Page MenuHomePhabricator

Discrepancy between `revert_risk` scores retrieved from Liftwing and `risk_observatory.revert_risk_predictions`
Closed, ResolvedPublic

Description

While some variance between the two sources is expected as user information for features retrieved from the mediawiki API in LiftWing would be more recent than in wmf.mediawiki_history monthly snapshots, this discrepancy can also be observed for revisions made by users with only a single edit.

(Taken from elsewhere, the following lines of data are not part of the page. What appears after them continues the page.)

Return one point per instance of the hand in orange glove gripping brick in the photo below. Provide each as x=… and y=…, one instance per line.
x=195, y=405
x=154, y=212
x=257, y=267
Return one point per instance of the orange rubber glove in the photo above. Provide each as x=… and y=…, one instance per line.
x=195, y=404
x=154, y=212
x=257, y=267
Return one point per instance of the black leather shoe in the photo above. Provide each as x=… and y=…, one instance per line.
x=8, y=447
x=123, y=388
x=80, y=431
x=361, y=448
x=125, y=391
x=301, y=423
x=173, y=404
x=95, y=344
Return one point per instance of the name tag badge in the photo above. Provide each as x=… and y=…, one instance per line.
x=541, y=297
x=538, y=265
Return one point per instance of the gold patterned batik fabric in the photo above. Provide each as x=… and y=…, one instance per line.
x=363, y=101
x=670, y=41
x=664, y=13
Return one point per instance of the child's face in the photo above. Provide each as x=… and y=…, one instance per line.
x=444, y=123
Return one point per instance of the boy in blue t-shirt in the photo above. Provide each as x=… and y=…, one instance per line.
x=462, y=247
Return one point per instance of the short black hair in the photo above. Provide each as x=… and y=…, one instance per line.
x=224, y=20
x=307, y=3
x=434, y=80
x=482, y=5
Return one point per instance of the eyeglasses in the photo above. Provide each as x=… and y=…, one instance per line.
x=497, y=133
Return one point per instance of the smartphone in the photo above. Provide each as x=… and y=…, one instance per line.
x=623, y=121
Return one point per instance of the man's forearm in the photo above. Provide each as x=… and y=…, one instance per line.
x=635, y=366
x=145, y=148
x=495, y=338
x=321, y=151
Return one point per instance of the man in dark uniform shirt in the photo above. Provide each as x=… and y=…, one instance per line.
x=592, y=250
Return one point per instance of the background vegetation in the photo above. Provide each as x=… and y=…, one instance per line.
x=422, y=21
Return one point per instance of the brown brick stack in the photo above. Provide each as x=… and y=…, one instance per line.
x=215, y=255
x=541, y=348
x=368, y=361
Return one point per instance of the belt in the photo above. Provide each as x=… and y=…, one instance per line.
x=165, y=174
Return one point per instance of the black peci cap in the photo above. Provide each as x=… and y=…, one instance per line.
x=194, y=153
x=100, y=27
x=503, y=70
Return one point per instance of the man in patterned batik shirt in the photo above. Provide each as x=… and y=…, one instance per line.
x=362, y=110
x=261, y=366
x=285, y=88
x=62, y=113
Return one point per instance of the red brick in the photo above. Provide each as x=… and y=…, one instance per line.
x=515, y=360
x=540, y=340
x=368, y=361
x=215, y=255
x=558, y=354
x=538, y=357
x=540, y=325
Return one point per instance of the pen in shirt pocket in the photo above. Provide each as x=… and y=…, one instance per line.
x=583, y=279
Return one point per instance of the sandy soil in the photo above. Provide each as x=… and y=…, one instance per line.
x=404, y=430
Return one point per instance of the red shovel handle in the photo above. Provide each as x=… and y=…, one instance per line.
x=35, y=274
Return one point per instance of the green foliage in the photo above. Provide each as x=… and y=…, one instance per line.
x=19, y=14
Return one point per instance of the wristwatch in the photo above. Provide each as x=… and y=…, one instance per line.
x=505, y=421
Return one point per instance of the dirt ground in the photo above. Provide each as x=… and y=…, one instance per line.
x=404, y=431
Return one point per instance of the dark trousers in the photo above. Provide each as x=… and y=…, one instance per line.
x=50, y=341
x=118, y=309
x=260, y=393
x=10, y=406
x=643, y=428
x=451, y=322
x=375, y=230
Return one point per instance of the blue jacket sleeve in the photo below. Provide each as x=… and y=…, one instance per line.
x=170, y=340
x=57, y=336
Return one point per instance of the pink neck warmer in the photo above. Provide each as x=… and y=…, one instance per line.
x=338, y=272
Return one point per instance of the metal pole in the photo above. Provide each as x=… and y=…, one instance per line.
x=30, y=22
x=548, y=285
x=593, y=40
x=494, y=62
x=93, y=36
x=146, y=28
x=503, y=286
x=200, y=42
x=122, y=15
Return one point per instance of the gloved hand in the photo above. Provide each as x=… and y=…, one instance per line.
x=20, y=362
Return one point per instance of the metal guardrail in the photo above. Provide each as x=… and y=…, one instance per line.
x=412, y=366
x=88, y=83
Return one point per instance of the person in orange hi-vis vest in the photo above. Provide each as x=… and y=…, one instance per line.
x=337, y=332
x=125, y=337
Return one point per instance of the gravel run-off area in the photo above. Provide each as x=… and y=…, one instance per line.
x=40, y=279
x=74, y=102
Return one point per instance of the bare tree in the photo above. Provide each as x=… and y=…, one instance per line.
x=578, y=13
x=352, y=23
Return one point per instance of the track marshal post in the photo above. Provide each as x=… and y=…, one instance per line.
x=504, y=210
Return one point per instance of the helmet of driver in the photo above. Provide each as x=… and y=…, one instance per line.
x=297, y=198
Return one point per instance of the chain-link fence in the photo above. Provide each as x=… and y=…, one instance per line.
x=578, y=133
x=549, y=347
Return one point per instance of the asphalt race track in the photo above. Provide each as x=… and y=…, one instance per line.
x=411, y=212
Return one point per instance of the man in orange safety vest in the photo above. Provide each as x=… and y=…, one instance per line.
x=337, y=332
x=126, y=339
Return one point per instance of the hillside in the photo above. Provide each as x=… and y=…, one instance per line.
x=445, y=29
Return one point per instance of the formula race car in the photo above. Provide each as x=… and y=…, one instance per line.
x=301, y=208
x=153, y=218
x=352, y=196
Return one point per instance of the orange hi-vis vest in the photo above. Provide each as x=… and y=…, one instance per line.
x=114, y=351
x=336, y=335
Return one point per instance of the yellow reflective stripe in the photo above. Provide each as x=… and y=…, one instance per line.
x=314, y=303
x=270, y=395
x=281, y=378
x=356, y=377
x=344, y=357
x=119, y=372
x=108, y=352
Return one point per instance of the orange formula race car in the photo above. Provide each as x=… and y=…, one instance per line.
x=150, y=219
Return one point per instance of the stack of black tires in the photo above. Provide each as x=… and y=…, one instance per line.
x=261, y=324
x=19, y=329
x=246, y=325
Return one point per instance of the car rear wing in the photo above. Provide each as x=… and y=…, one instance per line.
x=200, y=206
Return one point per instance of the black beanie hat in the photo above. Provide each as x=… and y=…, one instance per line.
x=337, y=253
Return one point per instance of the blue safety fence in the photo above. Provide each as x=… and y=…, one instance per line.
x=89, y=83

The cause seems to be a bug in the assemble_features_vector transformation in research datasets, which treats all feature values as float when deserializing them from json. This causes the booleans to become null and then zero after a df.na.fill(0, ...). This behavior can also be reproduced via this small example:

df = spark.createDataFrame(
    data=(('{"has_comment": true}',),),
    schema=("example_json",),
)
schema = T.StructType(
    [
        T.StructField("has_comment", T.FloatType(), True),
    ]
)
df.select(F.from_json("example_json", schema=schema)).show()
+-----------------------+
|from_json(example_json)|
+-----------------------+
|                 {null}|
+-----------------------+

This does mean that all previous risk_observatory.revert_risk_predictions snapshots are affected by this bug.

Originally from this slack thread in research-engineering.